Shrank you make a great argument that athletics functions basically as marketing expense whose primary objective is to function as an undergraduate institution for a stand alone institution. That is not the core mission for UAB. UAB football was a bully agenda pure and simple by Bartow that has morphed into a welfare program.

UAB is part of a larger system, the UA system and its multiple campuses whose individual budgets consolidate into a larger system budget. At this level, expenses saved on one campus may be redeployed for better return on another campus. President Watts works for the Chancellor for the entire system if he said you need to find cuts in your overall operating budget the low hanging fruit is in athletics even if that meant those savings would be redirected toward Tuscaloosa to capitalize on the highly profitable out of state enrollment growth whose core mission primarily is to function as an undergraduate institution. A $30 million investment in higher funding in research fellowships probably will generate an additional $1 billion in research grants.
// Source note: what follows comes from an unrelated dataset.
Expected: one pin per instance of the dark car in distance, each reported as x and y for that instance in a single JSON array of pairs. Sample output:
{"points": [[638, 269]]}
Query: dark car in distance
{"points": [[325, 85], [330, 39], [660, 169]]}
You are basically suggesting that UAB deserves to have a football program and further an athletics program for an ultimate purpose that the entire system could absorb the impact to get it back on track to do what it was setup to do. In response using your premise, I would argue that Tuscaloosa should have its own medical school never mind that it already has one 60 miles down the road. Thankfully, the Chancellor and the Board see this as also a duplicate program and a waste of valuable funds. UAH is not pursuing major athletic status because the PTBs recognize it is a money pit and the UAH campus is fulfilling its mission toward the entire system just fine without D1 football.

Y'all better figure out way to support your athletics there because when inflation overtakes your ability to operate and a donor dies or loses interest there will be no second lifeline from the UA system.